AFRICA: Cotton made in Africa cuts ecological footprint
The ecological footprint of cotton from the Cotton made in Africa (CmiA) initiative has been found to be "considerably smaller" than conventionally grown cotton, according to a new study.
The Initiative's sustainable cultivation methods reduce greenhouse gas emissions by over 70% and save around 18,000 litres of water per kilogram of cotton lint compared to Pakistani cotton, according to research from the Systain consulting firm.
Around 420,000 smallholder farmers from Benin, Burkina Faso, Côte d'Ivoire, Malawi, Mozambique, Zimbabwe and Zambia participate in the programme - and last year around 20m items made from their cotton entered the market.
CmiA cotton is grown exclusively using rain-fed cultivation methods, meaning the smallholder farmers do without any form of supplemental irrigation. At zero cubic meters of freshwater per kilogram of cotton lint, this gives CmiA cotton a clear ecological advantage over conventional cotton with an index of five cubic meters per kilogram.
Translated to the amount of cotton needed to manufacture a T-shirt, CmiA conserves around 2,000 litres of water through the sustainable cultivation of the raw material alone.
The amount of freshwater used to grow cotton is measured as stress-weighted water consumption. This means that water usage in water-poor regions is given greater weight than that in water-rich regions.
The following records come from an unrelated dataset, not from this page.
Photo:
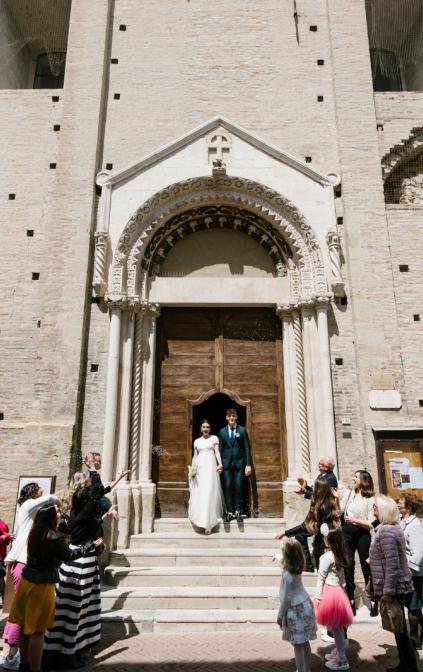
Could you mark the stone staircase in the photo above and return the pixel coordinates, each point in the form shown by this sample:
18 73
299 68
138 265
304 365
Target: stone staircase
176 579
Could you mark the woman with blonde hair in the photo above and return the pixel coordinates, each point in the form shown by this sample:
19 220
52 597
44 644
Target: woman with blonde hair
391 576
358 519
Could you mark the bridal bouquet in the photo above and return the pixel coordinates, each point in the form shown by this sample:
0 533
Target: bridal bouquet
192 470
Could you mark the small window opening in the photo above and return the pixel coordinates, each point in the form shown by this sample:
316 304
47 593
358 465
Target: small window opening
50 70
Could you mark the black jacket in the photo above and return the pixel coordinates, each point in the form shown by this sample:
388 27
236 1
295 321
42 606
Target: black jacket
45 569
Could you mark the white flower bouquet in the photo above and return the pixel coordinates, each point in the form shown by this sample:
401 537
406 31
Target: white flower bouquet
192 470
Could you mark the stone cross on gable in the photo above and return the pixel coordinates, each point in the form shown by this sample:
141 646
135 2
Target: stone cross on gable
219 145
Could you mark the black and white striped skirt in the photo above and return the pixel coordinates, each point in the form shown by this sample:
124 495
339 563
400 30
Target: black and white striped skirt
78 607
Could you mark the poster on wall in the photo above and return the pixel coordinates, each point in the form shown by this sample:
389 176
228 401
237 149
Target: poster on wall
403 472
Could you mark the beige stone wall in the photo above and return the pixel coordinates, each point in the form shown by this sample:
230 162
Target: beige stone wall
179 64
407 248
43 320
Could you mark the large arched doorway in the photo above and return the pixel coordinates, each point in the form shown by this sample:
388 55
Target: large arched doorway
209 359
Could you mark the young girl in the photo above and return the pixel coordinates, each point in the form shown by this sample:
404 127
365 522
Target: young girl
333 606
296 615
According to the study, 1.9 kilograms of greenhouse gasses (GHGs) are released per kilogram of CmiA cotton lint. Conventional cotton in contrast emits 4.6 kilograms per kilogram of lint, 2.4 times as much.
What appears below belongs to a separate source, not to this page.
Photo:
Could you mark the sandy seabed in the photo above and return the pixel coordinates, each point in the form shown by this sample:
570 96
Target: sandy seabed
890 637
70% of the GHGs released by CmiA result from the production and use of fertilizers. CmiA produces no emissions from mechanical energy used to work the land, while these account for 34% of all emissions for conventionally grown cotton.
In training, CmiA smallholder farmers learn about modern and efficient cultivation methods. These include the correct application of pesticides, efficient use of fertilizers, and measures to maintain soil fertility. CmiA prohibits the use of pesticides on the Rotterdam Protocol and Stockholm Convention lists and those classified by the WHO as 1a and 1b.
Analysis of GHG emissions and water consumption were done using the life cycle assessment or Eco-Balance method as defined by the International Standardization Organization (ISO 14040:2006).
The Eco-Balance method involves the systematic analysis of the environmental impacts of all stages - all products, methods and services - of a product's lifecycle.
These include all the environmental impacts resulting from production, use, and disposal or recycling, along with upstream and downstream processes such as the manufacture of raw materials, additives and fuel.